Unlocking Temporal Flexibility: Neural Speech Codec with Variable Frame Rate
This addresses the problem of bitrate and token sequence inefficiency in real-time speech applications, representing an incremental improvement.
The paper tackled the inefficiency of constant frame rate (CFR) in neural speech codecs by proposing a Temporally Flexible Coding (TFC) technique with variable frame rate (VFR), achieving optimal reconstruction quality and competitive performance at lower frame rates.

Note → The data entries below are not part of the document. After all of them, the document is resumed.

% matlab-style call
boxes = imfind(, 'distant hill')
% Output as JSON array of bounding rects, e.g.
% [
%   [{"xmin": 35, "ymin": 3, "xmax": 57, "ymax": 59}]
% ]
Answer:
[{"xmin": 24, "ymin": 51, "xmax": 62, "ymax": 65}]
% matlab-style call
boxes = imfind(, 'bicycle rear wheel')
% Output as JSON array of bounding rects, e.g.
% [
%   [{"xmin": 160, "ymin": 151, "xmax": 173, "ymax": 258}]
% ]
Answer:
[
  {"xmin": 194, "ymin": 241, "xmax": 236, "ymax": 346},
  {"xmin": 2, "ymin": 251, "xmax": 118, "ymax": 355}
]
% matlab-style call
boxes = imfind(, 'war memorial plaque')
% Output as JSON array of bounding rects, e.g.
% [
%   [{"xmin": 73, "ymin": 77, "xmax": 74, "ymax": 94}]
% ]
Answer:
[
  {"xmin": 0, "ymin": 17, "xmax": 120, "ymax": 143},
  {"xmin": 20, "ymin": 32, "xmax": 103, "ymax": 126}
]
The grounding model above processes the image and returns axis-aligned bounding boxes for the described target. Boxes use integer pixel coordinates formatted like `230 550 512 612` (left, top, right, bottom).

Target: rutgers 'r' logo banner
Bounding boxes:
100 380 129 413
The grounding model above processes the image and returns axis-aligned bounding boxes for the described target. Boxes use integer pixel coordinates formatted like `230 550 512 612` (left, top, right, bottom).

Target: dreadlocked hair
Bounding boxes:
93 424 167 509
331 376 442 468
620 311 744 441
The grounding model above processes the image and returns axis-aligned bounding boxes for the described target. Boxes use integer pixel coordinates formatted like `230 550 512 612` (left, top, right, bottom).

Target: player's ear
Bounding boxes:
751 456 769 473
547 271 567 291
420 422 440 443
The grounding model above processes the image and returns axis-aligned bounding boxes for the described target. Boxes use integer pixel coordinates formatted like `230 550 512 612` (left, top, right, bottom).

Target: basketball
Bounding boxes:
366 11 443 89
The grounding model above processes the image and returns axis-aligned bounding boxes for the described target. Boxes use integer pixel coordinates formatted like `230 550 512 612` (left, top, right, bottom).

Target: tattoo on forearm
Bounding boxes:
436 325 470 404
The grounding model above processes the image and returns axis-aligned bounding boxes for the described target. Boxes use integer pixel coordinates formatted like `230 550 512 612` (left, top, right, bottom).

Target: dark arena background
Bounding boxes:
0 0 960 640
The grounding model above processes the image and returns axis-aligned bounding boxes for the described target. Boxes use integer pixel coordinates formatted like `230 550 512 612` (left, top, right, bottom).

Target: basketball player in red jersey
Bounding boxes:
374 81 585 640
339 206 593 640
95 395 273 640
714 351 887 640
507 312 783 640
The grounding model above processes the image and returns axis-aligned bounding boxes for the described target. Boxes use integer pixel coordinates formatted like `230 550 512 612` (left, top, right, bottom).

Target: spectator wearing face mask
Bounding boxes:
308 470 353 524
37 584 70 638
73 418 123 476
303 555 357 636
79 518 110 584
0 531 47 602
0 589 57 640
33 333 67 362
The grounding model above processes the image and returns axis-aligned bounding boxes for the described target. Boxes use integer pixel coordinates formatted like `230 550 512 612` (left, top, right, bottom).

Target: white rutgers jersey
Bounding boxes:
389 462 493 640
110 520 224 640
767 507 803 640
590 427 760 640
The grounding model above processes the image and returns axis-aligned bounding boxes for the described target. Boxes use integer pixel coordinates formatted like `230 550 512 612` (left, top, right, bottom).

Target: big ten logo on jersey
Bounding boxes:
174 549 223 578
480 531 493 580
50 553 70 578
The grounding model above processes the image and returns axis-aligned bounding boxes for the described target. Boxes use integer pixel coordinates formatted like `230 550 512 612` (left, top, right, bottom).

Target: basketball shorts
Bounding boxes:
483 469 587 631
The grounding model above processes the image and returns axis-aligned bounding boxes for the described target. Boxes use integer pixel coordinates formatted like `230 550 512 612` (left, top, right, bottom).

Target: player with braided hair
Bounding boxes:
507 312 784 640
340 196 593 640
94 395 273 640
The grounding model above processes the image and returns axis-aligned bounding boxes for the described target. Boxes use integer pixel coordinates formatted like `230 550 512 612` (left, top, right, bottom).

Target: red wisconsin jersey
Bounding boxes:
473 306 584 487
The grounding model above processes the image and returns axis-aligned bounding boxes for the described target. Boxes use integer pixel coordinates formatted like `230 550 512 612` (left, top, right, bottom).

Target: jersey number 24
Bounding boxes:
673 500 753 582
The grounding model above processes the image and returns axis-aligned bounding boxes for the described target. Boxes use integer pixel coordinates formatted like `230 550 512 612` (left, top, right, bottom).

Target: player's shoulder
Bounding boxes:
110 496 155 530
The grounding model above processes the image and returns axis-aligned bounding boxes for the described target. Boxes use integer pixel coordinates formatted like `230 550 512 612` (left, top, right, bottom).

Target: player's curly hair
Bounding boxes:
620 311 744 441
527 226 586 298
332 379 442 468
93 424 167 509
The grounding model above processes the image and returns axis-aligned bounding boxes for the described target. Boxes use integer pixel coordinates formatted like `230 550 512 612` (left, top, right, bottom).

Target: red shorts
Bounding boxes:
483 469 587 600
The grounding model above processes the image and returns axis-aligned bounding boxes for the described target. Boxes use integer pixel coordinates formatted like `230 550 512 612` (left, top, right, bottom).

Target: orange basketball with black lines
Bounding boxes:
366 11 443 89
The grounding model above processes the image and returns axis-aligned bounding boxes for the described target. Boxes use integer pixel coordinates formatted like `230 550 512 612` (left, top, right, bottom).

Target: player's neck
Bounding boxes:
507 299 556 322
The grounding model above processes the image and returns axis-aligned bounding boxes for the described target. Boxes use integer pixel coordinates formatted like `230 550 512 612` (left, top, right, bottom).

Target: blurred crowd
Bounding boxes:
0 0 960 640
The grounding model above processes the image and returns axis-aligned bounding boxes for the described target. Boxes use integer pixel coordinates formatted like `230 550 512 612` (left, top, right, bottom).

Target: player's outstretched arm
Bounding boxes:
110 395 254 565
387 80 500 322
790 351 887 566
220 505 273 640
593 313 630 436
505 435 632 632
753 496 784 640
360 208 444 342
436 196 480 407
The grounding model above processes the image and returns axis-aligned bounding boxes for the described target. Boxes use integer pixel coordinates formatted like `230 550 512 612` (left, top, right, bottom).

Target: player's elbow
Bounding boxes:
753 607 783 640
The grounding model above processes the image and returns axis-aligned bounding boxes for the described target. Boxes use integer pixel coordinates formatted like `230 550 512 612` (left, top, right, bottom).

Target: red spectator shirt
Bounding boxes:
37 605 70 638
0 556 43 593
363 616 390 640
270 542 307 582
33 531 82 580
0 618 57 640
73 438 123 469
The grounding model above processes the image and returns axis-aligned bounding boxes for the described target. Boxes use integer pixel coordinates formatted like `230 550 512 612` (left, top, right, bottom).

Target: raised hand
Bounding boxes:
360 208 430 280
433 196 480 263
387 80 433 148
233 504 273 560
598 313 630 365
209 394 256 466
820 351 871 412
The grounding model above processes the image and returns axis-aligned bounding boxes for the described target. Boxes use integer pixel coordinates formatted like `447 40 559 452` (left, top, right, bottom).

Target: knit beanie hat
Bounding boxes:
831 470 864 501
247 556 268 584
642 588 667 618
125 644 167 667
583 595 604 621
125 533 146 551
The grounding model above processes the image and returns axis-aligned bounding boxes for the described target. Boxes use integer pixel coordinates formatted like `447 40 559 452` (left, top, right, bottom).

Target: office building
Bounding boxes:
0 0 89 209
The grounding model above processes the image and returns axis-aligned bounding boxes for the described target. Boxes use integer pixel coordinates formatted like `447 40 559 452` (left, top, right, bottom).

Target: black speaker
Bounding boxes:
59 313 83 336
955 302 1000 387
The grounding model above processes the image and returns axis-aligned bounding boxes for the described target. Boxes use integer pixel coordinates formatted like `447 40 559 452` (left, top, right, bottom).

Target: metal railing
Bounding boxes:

Most neural speech codecs achieve bitrate adjustment through intra-frame mechanisms, such as codebook dropout, at a Constant Frame Rate (CFR). However, speech segments inherently have time-varying information density (e.g., silent intervals versus voiced regions). This property makes CFR not optimal in terms of bitrate and token sequence length, hindering efficiency in real-time applications. In this work, we propose a Temporally Flexible Coding (TFC) technique, introducing variable frame rate (VFR) into neural speech codecs for the first time. TFC enables seamlessly tunable average frame rates and dynamically allocates frame rates based on temporal entropy. Experimental results show that a codec with TFC achieves optimal reconstruction quality with high flexibility, and maintains competitive performance even at lower frame rates. Our approach is promising for the integration with other efforts to develop low-frame-rate neural speech codecs for more efficient downstream tasks.